Permit me to sound like a keynote speaker for a minute...

If there's ONE THING you remember from this blog post it's this: (dramatic pause...) the reason your organization sucks, is fear.

I write about a lot of things. I talk about truth, conflict, leadership, strategy, etc. And of course I think it's all important, and we need to be having these various conversations to make our organizations better. But every now and then I am hit with the fact that many of these topics are dancing around something more fundamental: fear.

This week, I read this blog post from Eric Lanke on Hourglass. He's been writing good stuff about innovation and in this one he points out that many associations "approach risk from a decidedly conservative perspective." In other words, they are afraid.

Seth Godin talks about our fear of momentum in his blog this week too. "We're afraid of being a part of something that is too big for us."

We're afraid we'll get fired.
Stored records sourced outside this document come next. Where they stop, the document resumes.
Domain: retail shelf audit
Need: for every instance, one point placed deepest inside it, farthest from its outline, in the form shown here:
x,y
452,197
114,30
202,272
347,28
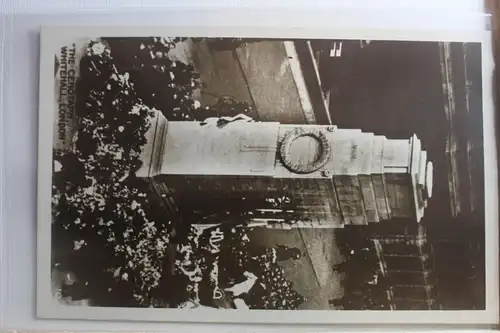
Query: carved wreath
x,y
290,137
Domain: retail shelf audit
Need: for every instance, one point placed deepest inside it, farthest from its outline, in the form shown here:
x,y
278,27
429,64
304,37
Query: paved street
x,y
259,73
312,275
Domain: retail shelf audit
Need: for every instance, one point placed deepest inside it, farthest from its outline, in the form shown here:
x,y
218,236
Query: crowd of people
x,y
109,232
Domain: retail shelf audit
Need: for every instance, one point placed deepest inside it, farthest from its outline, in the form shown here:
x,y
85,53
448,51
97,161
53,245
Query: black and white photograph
x,y
231,173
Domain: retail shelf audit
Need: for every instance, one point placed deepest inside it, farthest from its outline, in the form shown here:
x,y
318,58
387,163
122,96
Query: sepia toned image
x,y
266,174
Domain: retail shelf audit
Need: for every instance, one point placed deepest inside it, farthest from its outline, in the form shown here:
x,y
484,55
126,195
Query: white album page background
x,y
20,130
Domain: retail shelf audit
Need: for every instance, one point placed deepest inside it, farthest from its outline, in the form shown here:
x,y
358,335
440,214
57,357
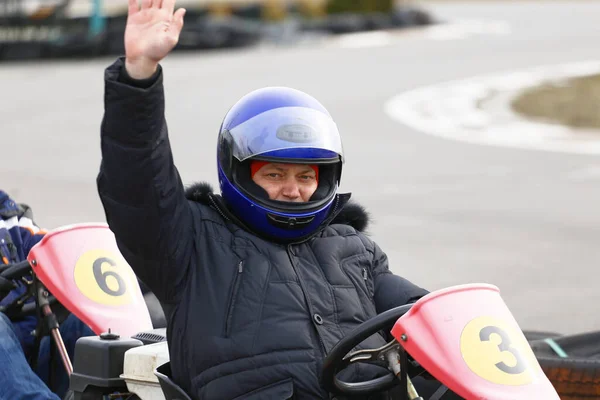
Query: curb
x,y
477,110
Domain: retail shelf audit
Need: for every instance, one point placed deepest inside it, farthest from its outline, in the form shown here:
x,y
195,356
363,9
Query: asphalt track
x,y
446,212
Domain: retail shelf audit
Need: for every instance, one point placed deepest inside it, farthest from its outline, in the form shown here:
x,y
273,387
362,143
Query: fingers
x,y
132,7
168,5
178,19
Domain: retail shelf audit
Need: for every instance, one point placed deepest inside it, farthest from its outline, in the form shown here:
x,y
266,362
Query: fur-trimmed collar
x,y
352,214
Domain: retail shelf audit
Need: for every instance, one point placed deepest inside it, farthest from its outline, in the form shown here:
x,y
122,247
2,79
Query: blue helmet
x,y
284,125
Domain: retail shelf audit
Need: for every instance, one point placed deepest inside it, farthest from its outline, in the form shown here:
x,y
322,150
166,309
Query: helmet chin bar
x,y
289,222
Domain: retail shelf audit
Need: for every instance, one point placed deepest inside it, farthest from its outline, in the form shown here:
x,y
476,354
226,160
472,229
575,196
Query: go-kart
x,y
464,336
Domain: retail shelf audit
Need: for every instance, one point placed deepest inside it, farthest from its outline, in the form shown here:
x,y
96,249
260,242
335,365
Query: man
x,y
257,284
18,234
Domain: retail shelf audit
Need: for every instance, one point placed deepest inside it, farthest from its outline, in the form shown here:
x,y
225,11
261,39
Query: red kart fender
x,y
466,337
83,268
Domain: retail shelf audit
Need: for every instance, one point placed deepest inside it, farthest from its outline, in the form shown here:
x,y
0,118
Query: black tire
x,y
540,335
573,378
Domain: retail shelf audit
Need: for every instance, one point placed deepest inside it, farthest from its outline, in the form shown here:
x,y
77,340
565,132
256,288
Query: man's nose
x,y
291,189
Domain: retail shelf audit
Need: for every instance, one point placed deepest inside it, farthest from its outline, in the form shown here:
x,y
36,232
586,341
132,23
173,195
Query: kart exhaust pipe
x,y
53,326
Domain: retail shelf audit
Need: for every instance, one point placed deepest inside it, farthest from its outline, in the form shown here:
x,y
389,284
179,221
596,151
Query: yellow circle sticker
x,y
498,352
104,277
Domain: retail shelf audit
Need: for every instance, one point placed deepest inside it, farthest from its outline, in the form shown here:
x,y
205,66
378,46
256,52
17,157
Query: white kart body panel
x,y
138,370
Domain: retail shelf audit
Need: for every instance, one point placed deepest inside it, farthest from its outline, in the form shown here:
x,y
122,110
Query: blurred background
x,y
448,205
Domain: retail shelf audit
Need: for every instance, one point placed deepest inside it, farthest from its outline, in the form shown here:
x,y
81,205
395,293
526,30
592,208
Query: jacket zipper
x,y
304,291
233,297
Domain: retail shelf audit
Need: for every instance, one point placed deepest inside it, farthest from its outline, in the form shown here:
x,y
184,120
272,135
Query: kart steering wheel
x,y
385,356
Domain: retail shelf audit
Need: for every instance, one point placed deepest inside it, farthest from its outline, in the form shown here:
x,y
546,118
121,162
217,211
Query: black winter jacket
x,y
247,318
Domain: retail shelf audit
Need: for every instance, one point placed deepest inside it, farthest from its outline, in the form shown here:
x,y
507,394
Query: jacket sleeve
x,y
139,186
391,290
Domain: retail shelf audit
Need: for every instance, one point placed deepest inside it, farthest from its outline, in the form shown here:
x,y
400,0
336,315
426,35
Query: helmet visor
x,y
285,128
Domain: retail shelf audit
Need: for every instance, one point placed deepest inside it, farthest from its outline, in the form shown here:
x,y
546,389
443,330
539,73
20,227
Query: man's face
x,y
287,182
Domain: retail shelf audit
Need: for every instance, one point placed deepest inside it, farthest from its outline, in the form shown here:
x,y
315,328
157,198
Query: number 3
x,y
101,277
520,366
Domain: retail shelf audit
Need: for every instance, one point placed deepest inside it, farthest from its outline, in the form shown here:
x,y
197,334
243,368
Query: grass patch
x,y
574,102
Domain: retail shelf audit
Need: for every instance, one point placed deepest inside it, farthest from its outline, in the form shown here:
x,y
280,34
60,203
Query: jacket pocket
x,y
282,390
357,269
235,287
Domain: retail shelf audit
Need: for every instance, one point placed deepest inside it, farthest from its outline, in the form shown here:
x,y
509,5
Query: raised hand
x,y
151,32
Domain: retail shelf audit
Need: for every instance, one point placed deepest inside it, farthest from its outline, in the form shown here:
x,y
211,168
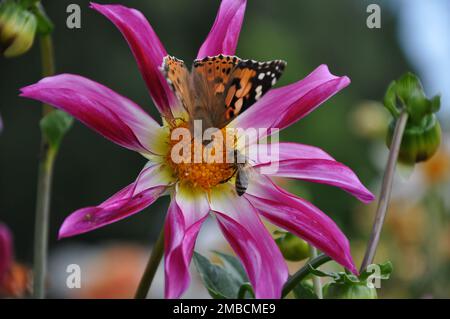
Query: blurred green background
x,y
89,168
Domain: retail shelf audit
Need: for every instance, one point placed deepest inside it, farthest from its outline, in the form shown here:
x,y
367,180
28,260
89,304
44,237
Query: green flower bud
x,y
422,135
335,290
17,29
292,247
419,143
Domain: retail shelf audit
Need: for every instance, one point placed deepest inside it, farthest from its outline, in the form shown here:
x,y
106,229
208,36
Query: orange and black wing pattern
x,y
248,82
178,77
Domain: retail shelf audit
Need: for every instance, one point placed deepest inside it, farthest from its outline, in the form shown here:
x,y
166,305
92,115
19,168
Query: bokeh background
x,y
414,35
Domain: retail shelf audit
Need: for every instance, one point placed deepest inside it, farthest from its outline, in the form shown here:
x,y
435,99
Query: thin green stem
x,y
386,190
45,173
317,283
152,266
301,274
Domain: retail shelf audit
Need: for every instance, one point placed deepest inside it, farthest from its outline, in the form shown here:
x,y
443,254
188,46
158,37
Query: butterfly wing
x,y
179,79
248,82
230,85
210,77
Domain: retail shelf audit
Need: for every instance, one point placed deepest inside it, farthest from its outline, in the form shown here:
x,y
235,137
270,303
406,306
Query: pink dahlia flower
x,y
125,123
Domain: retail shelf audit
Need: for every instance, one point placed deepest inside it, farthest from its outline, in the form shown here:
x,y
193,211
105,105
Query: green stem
x,y
317,283
152,266
45,172
301,274
386,190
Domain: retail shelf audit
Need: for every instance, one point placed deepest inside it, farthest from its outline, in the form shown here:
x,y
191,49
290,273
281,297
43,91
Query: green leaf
x,y
54,126
44,24
220,283
384,271
233,265
304,291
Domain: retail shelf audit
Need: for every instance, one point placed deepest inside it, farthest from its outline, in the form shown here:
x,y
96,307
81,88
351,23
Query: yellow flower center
x,y
201,165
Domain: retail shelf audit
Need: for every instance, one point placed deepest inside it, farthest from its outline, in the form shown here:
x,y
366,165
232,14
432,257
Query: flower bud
x,y
419,143
292,247
422,135
335,290
17,29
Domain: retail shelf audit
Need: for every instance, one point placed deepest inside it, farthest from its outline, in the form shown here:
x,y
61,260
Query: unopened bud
x,y
292,247
422,135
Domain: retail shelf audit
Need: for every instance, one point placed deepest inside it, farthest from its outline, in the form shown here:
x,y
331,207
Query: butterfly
x,y
218,88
We're afraid they won't like us. We're afraid it won't work. We're afraid we'll get in trouble. We're afraid we'll lose status. We're afraid we'll lose control. We're afraid it will hurt more than it does now. 

Fear is always there. I think that is unavoidable, because fear is rooted in our "Lizard brain," as Godin points out in his post.
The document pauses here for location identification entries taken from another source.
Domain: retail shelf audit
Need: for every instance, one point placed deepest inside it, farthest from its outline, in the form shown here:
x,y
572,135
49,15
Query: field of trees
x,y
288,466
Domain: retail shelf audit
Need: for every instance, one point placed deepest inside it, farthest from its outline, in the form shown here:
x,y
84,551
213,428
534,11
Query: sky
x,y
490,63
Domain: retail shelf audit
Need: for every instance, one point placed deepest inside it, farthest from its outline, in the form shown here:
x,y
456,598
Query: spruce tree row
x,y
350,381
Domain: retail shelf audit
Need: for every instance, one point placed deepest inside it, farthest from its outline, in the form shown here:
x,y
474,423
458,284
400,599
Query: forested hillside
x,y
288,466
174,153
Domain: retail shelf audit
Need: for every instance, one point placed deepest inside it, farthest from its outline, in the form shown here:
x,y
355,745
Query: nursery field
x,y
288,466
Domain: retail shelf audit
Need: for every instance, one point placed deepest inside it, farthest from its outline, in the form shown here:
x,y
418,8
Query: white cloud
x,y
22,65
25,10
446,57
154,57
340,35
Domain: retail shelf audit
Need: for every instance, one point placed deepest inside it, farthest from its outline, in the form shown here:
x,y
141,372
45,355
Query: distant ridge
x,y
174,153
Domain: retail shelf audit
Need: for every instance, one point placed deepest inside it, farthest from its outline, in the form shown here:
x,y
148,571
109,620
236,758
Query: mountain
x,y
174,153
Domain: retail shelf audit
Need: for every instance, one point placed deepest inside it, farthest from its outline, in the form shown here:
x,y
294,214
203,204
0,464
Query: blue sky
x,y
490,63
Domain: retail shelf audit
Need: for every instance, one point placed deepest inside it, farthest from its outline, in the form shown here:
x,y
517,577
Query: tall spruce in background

So fear may be inevitable, but courage is a skill. Courage doesn't dissolve fear. It is simply a different way of acting when fear is present. Courage means choosing a different response to fear. And most of what I think is going to save our organizations in the years to come is going to be rooted in a better response to fear. And step one will be raising our awareness and our acute understanding of how fear is operating in our organizational lives.
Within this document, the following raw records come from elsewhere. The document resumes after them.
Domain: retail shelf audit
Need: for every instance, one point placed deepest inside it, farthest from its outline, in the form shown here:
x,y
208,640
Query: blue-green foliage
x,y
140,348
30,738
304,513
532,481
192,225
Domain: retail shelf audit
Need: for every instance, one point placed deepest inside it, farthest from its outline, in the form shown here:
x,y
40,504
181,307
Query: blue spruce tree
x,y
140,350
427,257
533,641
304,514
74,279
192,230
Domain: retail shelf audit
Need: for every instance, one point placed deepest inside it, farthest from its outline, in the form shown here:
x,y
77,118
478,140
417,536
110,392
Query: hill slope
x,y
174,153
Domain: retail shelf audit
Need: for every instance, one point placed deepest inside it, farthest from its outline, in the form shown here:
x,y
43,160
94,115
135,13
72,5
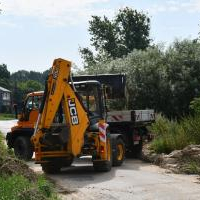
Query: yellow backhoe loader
x,y
71,124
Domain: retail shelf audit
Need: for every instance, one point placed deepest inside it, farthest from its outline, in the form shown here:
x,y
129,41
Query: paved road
x,y
133,180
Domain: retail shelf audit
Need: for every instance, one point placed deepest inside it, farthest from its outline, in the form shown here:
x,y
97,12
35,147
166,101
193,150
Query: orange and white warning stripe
x,y
102,131
117,118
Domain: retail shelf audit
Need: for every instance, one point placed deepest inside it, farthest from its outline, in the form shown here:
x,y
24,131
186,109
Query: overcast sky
x,y
34,32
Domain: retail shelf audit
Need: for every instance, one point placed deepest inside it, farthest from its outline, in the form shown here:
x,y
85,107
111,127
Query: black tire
x,y
102,165
23,148
68,162
136,150
118,151
50,168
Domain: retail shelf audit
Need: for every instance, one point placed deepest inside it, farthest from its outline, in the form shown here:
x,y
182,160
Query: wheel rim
x,y
120,152
20,149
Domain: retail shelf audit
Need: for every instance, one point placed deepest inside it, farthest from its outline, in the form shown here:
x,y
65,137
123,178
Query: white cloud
x,y
54,12
175,6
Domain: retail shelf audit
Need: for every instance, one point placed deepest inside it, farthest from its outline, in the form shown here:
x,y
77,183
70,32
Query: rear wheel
x,y
23,148
118,151
50,168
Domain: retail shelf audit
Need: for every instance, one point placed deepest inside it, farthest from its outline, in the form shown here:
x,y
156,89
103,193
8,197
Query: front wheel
x,y
23,148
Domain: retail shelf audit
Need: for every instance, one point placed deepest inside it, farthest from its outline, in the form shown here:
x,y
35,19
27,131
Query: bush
x,y
173,135
19,182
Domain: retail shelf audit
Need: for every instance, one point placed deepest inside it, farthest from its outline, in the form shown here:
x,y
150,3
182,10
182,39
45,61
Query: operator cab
x,y
90,94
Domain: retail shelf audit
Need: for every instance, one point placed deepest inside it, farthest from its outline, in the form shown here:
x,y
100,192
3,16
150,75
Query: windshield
x,y
90,98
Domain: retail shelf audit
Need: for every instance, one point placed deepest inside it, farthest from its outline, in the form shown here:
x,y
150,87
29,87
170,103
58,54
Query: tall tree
x,y
4,76
115,38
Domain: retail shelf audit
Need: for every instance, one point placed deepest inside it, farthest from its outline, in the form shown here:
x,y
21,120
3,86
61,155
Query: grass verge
x,y
173,135
18,182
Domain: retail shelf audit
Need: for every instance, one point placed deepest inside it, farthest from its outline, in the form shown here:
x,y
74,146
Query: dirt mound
x,y
10,165
186,160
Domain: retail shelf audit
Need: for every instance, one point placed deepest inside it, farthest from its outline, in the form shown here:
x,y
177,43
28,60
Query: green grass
x,y
17,187
173,135
4,116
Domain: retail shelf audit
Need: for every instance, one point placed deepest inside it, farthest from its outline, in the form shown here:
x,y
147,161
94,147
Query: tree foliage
x,y
166,80
115,38
4,76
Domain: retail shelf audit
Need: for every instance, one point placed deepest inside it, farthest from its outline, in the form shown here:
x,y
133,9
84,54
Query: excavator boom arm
x,y
59,92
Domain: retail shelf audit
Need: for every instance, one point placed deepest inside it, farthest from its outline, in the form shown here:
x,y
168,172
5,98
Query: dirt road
x,y
133,180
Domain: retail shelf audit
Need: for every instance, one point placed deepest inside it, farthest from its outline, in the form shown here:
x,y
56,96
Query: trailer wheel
x,y
118,151
137,150
68,162
103,165
23,148
50,168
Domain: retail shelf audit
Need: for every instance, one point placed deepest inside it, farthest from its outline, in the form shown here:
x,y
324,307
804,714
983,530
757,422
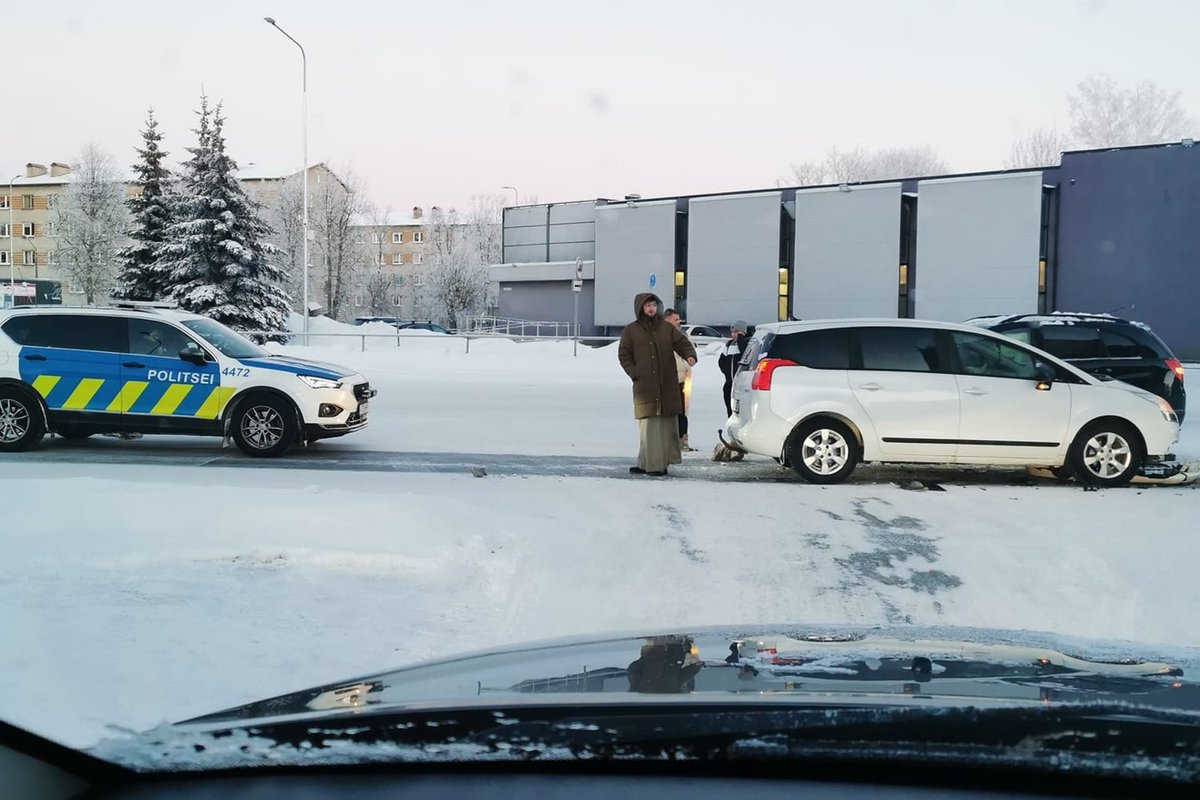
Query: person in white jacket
x,y
684,370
Let's Talk About Workplace Culture

1 Comments

  1. 19.08.2010 at 10:24 am

    Fear does the very things you describe. Mark Twain had a great way to phrase the thought: “A cat that sits on a hot stove will not sit on a hot stove again. But it won’t sit on a cold stove, either.”
    I think that many of the discussions of this look through the wrong lens. They seek ways to “make people willing to take risks” when it might be more productive to remove the risk.